I have used the command line:
tabix -h http://ftp.1000genomes.ebi.ac.uk/vol1/ftp/data_collections/1000G_2504_high_coverage/working/20201028_3202_phased/CCDG_14151_B01_GRM_WGS_2020-08-05_chr1.filtered.shapeit2-duohmm-phased.vcf.gz chr1 | vcf-subset -c Sample_1kgp.txt | bgzip -c > CCDG_14151_B01_GRM_WGS_2020-08-05_chr1.filtered.shapeit2-duohmm-phased_out.vcf.gz
It starts to download but then eventually I get this error that appears do be random (sometimes I get it right after starting the download and sometimes it past already 1 hour and then this happens).
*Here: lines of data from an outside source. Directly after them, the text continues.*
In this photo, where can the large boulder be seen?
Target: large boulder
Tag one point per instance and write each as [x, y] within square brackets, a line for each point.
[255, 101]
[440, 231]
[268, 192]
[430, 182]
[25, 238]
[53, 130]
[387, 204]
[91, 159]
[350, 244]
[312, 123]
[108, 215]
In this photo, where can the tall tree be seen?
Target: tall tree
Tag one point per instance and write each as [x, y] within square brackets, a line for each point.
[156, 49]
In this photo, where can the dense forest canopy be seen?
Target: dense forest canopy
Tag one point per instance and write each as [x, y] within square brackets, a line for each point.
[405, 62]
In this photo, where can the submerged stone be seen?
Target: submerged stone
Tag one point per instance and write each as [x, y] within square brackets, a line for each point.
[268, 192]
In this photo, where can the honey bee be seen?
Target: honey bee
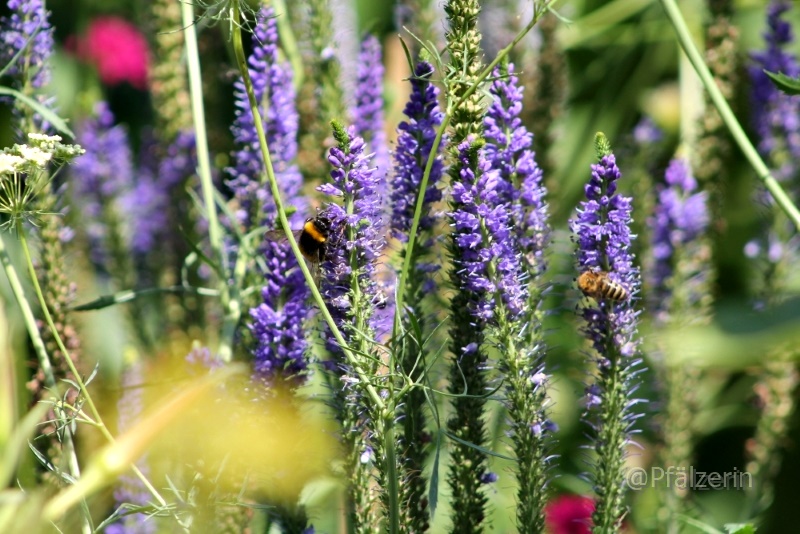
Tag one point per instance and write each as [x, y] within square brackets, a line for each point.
[598, 285]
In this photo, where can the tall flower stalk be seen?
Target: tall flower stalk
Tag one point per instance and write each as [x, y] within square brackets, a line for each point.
[414, 146]
[27, 37]
[775, 250]
[468, 372]
[679, 296]
[518, 330]
[349, 289]
[602, 232]
[278, 323]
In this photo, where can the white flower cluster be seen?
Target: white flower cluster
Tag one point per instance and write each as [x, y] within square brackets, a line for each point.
[35, 156]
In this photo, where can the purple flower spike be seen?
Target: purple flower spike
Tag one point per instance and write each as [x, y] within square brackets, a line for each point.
[482, 235]
[602, 232]
[776, 115]
[414, 144]
[278, 325]
[148, 202]
[28, 18]
[272, 84]
[508, 148]
[680, 217]
[102, 175]
[358, 233]
[368, 112]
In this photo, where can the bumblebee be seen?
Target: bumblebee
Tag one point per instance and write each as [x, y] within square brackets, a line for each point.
[311, 239]
[598, 285]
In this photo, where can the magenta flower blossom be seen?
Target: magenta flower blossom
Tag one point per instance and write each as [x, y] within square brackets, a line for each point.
[118, 50]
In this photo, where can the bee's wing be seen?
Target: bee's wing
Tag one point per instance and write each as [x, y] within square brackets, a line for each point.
[280, 236]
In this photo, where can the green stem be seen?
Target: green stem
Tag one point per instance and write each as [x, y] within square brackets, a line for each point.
[228, 296]
[41, 353]
[738, 134]
[393, 485]
[289, 42]
[78, 378]
[423, 187]
[284, 221]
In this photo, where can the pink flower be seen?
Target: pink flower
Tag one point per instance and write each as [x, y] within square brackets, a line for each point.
[569, 514]
[117, 49]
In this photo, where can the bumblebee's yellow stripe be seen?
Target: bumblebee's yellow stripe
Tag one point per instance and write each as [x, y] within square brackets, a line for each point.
[311, 229]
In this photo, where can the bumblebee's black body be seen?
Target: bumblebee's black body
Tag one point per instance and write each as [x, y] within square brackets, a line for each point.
[313, 237]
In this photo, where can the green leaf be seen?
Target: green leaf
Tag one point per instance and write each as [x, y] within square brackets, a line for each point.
[433, 489]
[740, 528]
[790, 86]
[47, 114]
[W::bgzf_read_block] EOF marker is absent. The input is probably truncated
Broken VCF: empty columns (trailing TABs) starting at chr1:35966205.
Wrong number of fields; expected 3211, got 1926.
and this error at the end too:
at /usr/local/Cellar/vcftools/0.1.16/lib/perl5/site_perl/Vcf.pm line 172, <STDIN> line 968801.
Vcf::throw(Vcf4_1=HASH(0x7fdcbe8b2c40), "Wrong number of fields; expected 3211, got 1926. The offendin"...) called at /usr/local/Cellar/vcftools/0.1.16/lib/perl5/site_perl/Vcf.pm line 507
VcfReader::next_data_hash(Vcf4_1=HASH(0x7fdcbe8b2c40)) called at /usr/local/Cellar/vcftools/0.1.16/lib/perl5/site_perl/Vcf.pm line 3479
Vcf4_1::next_data_hash(Vcf4_1=HASH(0x7fdcbe8b2c40)) called at /usr/local/Cellar/vcftools/0.1.16/libexec/bin/vcf-subset line 146
main::vcf_subset(HASH(0x7fdcbd8243c0)) called at /usr/local/Cellar/vcftools/0.1.16/libexec/bin/vcf-subset line 12
Any inputs to solve this?
Thanks
I've tried to do this before (using bcftools) and eventually gave up because I could find no way to keep the connection open.